Sunday, August 15, 2010

"The Apprentice" - Edinburgh Fringe 2010

Nonsense Room have been part of our Fringe-going since 2006 and have produced delightful shows year after year. Part of the attraction is their venue, the stunning Rosslyn Chapel, and never more so than this year where they revive their show based on the chapel itself. Theatre just doesn't get any more site specific than this.

The legend goes that an apprentice stonemason completed an intricately carved pillar with a design that came to him in a dream while the master mason was abroad seeking inspiration. As he had intended to carve the pillar himself, the master mason was somewhat less than pleased on his return. Writer Simon Beattie has filled in the gaps with a tragic love story that left me feeling how I always think I should feel when watching Romeo & Juliet - but never do. The sense of being made to choose between love and loyalty really hits home here, and unlike Shakespeare's pairing there's no sense Beattie's tragic couple have brought this on themselves. However, this emphasis on the tragedy leaves little room for the humour we've become used to in Nonsense Room's shows and Waldorf in particular missed the lighter tone.

But for me, the accomplished script and performances more than made up for the required shift in our expectations - and in truth as we knew the legend we should have been prepared for something rather darker. As the apprentice mason, Marcus, Rhys Teare-Williams has to carry much of the show on his shoulders and makes an impressive job of it. Colin Moncrieff delivers a remarkably intense performance as Vincenzo the master mason while Alison Macfarlane makes Megan's relationship with Marcus charmingly believable. Beattie's dialogue and fine performances from James Bryce and Catherine Owen as Sir William and Lady Sinclair make their characters three dimensional and elevate them beyond the plot devices they could easily have been.

There are some lovely moments of direction from Bruce Strachan - particularly a dance sequence by Marcus and Megan and the final confrontation between master and apprentice. The accompanying musical score adds much to the production and of course, the setting is sublime.

I'm unsure if 'enjoyable' is quite the right word for such a sad show, but it's certainly a beautiful and moving piece of theatre.

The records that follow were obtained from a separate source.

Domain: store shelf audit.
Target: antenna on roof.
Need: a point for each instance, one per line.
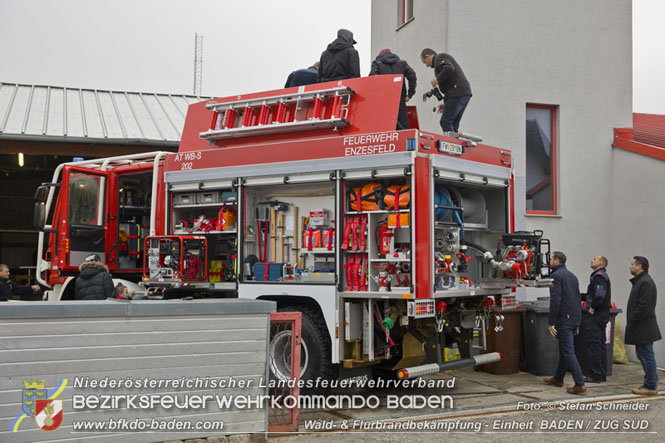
(198, 63)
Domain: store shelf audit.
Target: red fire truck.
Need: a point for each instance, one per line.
(393, 244)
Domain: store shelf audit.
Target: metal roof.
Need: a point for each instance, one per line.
(52, 113)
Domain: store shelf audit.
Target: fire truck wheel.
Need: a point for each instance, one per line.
(315, 350)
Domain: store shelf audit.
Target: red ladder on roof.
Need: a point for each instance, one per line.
(327, 108)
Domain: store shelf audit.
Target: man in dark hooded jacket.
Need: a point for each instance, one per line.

The Apprentice runs at Rosslyn Chapel in Roslin until Thursday 19th August
Please note that Roslin is some distance outside of Edinburgh city centre and make appropriate travel arrangements.
Image by Peter Searle used with permission.

1 Heckle

Anonymous said...

As always a very impressive and professional performance from 'Nonsense Room'. I particularly enjoyed the young apprentice who was very convincing. I look forward to their Christmas show.